Which, of course, is bullshit. Bigoted against fathers, adoptive parents, same-sex parents and mothers who have no choice but to work, yes, but also bullshit, too. Yes, there are some benefits to breastfeeding, baby wearing, etc. ad infinitum, but they have yet to produce any reliable, peer-reviewed studies saying kids who aren't constantly attended like this are suffering.

And in fact, looking at the college-age kids who were raised like this 20 years ago, a lot of them ARE suffering. They're so used to having mom (and occasionally dad) holding their hand 24/7 that they don't know how to do anything on their own. They don't know how to find information on their own, they don't know how to get a job or do their own schoolwork or pay their own bills or do their own taxes. They sometimes don't even know how to travel around their own city. When I did my recent college thing, I was absolutely astonished at the number of kids there who didn't even know how to do basic research, and whose attitude toward education was that it was just a piece of paper so they could get a job outside of the service industry. They're so pampered that they're actually offended by the idea that they should expend any of their own effort to get something they want: they're plagiarists, pirates, etc., and actually get upset when told that no, you have to work for that, and don't get to crib off of someone else's work. (And don't get me started on the ones who think that people who worked hard to get an education don't deserve more respect--including more respect for their opinions. Yes, kiddo, that dude with the geology doctorate DOES know more than you or your high-school dropout Aunt Sadie about carbon dating.

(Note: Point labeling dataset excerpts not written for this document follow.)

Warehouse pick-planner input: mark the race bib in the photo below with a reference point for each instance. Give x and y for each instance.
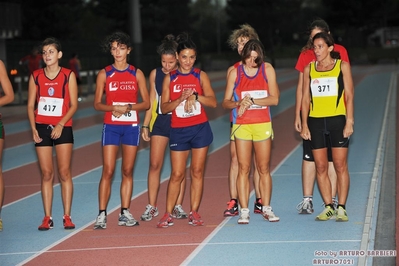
(130, 116)
(323, 87)
(49, 106)
(258, 94)
(159, 106)
(180, 112)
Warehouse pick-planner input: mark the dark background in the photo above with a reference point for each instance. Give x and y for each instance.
(281, 24)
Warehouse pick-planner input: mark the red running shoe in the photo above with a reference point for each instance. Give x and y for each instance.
(195, 219)
(68, 222)
(232, 208)
(47, 224)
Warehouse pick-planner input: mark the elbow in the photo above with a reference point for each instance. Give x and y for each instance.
(275, 102)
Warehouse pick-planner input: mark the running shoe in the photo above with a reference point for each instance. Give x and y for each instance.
(101, 221)
(258, 206)
(47, 224)
(244, 216)
(326, 214)
(269, 215)
(195, 219)
(127, 219)
(166, 221)
(341, 215)
(68, 222)
(232, 208)
(335, 203)
(149, 213)
(305, 206)
(179, 213)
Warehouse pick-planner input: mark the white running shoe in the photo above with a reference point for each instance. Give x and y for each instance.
(244, 216)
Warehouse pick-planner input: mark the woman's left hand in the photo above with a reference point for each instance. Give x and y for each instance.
(348, 130)
(57, 131)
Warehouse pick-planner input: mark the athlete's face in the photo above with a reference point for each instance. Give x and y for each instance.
(169, 62)
(186, 60)
(241, 41)
(119, 51)
(250, 61)
(321, 49)
(51, 55)
(314, 32)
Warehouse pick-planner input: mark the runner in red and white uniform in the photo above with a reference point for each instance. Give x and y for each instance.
(186, 91)
(122, 84)
(156, 129)
(54, 90)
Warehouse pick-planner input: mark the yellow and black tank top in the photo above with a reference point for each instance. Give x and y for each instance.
(326, 91)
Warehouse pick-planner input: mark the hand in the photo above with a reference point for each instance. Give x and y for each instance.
(298, 124)
(305, 133)
(190, 104)
(36, 137)
(57, 131)
(145, 134)
(185, 94)
(348, 130)
(244, 104)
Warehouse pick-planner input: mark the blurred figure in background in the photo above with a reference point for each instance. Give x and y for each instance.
(8, 97)
(156, 129)
(75, 66)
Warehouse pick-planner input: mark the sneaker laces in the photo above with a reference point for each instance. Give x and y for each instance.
(148, 209)
(196, 216)
(128, 215)
(231, 204)
(179, 208)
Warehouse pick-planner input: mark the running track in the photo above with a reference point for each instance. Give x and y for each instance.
(295, 240)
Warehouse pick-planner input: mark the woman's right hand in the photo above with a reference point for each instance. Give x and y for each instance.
(36, 137)
(145, 133)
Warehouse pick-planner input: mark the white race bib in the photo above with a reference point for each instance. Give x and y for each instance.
(183, 114)
(49, 106)
(258, 94)
(323, 87)
(127, 117)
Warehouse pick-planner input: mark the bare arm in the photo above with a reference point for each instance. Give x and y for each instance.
(349, 96)
(168, 106)
(145, 133)
(228, 100)
(305, 103)
(298, 103)
(274, 92)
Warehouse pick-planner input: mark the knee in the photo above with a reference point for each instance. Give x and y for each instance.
(177, 176)
(64, 174)
(107, 174)
(47, 175)
(155, 166)
(197, 173)
(340, 167)
(321, 168)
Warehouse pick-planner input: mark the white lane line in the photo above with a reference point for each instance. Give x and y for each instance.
(218, 228)
(375, 180)
(182, 245)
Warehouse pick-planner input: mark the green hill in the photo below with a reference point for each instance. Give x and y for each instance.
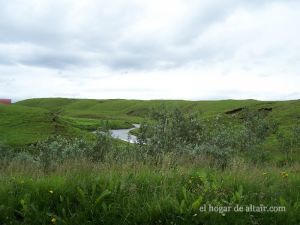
(35, 119)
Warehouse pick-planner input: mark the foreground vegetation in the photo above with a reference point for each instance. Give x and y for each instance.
(184, 163)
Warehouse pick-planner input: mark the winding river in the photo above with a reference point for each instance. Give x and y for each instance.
(123, 134)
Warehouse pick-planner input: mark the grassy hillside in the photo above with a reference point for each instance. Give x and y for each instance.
(35, 119)
(21, 125)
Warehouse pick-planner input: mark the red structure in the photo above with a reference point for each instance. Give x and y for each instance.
(5, 101)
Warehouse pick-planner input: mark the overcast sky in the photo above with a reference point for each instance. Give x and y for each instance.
(158, 49)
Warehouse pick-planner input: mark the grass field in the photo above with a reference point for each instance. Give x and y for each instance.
(82, 178)
(35, 119)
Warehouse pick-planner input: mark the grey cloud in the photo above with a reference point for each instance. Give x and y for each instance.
(62, 40)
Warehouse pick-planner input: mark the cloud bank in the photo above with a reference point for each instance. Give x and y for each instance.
(175, 49)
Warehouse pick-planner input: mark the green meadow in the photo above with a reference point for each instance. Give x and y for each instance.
(196, 162)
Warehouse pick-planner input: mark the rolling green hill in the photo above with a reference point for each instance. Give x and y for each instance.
(35, 119)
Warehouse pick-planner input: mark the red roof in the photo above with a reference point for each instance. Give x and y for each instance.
(5, 101)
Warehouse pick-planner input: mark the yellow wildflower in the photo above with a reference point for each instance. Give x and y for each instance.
(284, 174)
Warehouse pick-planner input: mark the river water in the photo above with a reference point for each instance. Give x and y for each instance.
(123, 134)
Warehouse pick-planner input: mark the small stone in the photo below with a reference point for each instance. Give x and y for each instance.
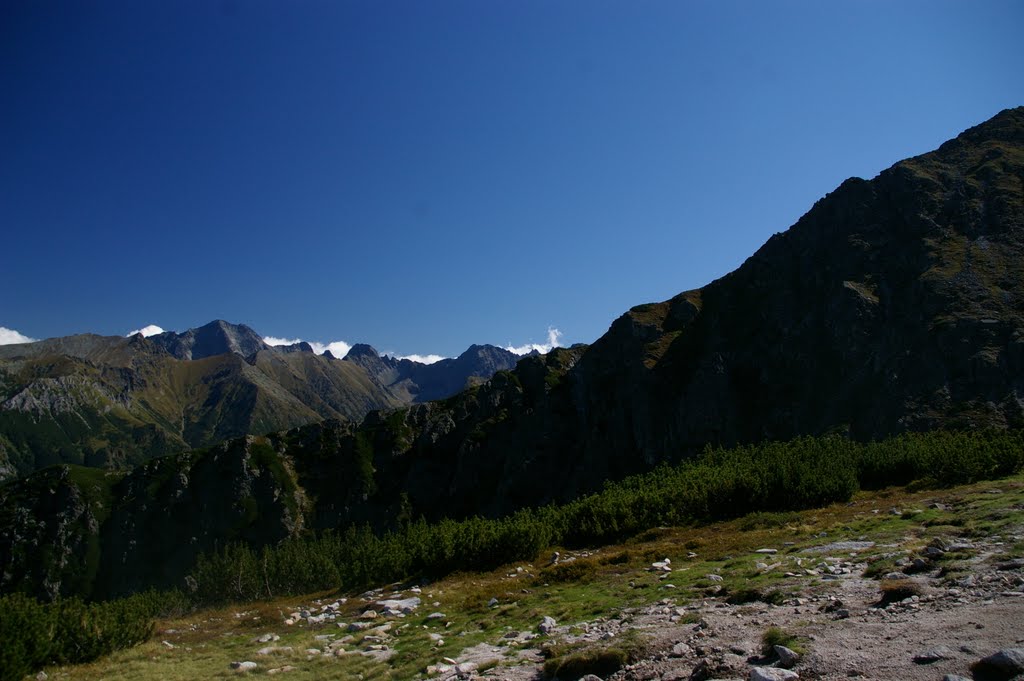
(934, 654)
(681, 650)
(1003, 665)
(771, 674)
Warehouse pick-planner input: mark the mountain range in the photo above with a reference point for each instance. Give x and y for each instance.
(114, 401)
(895, 304)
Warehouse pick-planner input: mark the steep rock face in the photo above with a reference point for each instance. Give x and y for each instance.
(113, 401)
(894, 304)
(74, 530)
(415, 382)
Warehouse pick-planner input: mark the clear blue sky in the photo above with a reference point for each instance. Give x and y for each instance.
(426, 175)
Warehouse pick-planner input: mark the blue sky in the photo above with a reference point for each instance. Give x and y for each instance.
(425, 175)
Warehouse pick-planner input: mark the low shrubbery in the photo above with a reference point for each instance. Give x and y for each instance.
(70, 631)
(772, 479)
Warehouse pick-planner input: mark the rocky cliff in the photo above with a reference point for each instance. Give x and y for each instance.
(894, 304)
(113, 402)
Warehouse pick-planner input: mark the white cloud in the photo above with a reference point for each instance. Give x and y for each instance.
(338, 348)
(422, 358)
(9, 337)
(554, 340)
(151, 330)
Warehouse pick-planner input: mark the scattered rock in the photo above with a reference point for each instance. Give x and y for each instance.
(771, 674)
(681, 650)
(398, 606)
(999, 666)
(786, 657)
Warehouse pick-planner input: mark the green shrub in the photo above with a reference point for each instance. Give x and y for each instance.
(766, 482)
(603, 663)
(71, 631)
(774, 636)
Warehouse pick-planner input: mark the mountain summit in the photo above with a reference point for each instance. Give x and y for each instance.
(115, 401)
(218, 337)
(895, 304)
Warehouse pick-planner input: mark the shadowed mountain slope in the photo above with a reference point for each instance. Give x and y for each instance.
(893, 305)
(114, 401)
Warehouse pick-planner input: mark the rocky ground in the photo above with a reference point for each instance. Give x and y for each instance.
(894, 586)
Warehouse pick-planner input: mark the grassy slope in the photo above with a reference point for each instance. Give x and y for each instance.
(598, 584)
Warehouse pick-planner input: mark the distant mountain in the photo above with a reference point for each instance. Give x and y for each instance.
(215, 338)
(893, 305)
(115, 401)
(415, 382)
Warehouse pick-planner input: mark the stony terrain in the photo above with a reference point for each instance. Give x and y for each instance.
(674, 604)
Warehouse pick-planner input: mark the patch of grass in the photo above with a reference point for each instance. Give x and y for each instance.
(765, 519)
(893, 591)
(752, 595)
(574, 570)
(604, 662)
(774, 636)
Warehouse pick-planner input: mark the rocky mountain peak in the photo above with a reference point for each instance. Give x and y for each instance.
(215, 338)
(361, 350)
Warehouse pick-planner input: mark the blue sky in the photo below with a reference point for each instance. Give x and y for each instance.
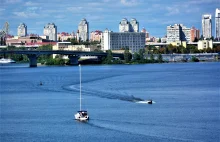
(154, 15)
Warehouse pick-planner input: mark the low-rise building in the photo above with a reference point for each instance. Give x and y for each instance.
(28, 41)
(202, 44)
(63, 36)
(69, 47)
(121, 40)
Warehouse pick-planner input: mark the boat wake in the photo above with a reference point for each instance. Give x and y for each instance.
(108, 95)
(145, 102)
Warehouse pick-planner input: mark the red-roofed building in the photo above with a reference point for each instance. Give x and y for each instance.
(28, 41)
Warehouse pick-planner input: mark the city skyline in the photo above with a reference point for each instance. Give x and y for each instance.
(154, 16)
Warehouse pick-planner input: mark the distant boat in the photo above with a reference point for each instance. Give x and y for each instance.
(41, 83)
(149, 101)
(5, 61)
(81, 115)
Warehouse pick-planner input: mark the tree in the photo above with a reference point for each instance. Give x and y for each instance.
(209, 50)
(152, 58)
(159, 40)
(141, 54)
(109, 58)
(196, 39)
(170, 48)
(160, 58)
(59, 39)
(127, 56)
(136, 57)
(201, 38)
(194, 59)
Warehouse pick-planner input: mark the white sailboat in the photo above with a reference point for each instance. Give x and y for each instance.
(81, 115)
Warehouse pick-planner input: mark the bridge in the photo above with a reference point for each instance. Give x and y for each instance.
(72, 55)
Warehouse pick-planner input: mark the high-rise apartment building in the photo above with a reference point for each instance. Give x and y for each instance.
(185, 33)
(178, 32)
(217, 23)
(194, 34)
(207, 26)
(126, 26)
(134, 25)
(22, 30)
(83, 30)
(50, 30)
(173, 33)
(96, 35)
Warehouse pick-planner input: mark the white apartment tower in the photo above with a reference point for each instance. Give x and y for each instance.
(83, 30)
(126, 26)
(134, 25)
(177, 33)
(207, 26)
(50, 30)
(121, 40)
(217, 23)
(173, 33)
(22, 30)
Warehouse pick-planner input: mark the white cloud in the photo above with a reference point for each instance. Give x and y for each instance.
(129, 2)
(2, 9)
(203, 1)
(172, 10)
(12, 1)
(25, 14)
(74, 9)
(30, 3)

STFU.)

I shudder to think that these kids might someday be running the country (or, as is more likely, that my own generation and the one before it are going to be stuck wiping their asses when we should be retired, because they're incapable of taking on the responsibility.)

The entire goal of parenting is to produce a healthy, sane, self-sufficient adult. Yes, that means being there for your infant when she needs you, but it also means teaching your little bird how to fly on her own. If you're not letting her fall sometimes, and learn how to pick herself up and start over again, you're not doing your job. Absolutely, you need to protect her from serious harm, and if you're too busy fucking off on your own whims to notice when your kid really does need you, you're not doing your duty. Parents who ignore their kids or let them come to major harm under the idea that they're "toughening them up" make me want to scream. But if you're playing human hamster ball for your kid, trying to ensure that she never even skins a knee, you're doing her a grave disservice. Your job as a parent is to teach your kid to fish, not just hand her a rod and expect her to know how, and not just give her fish so she never needs to learn.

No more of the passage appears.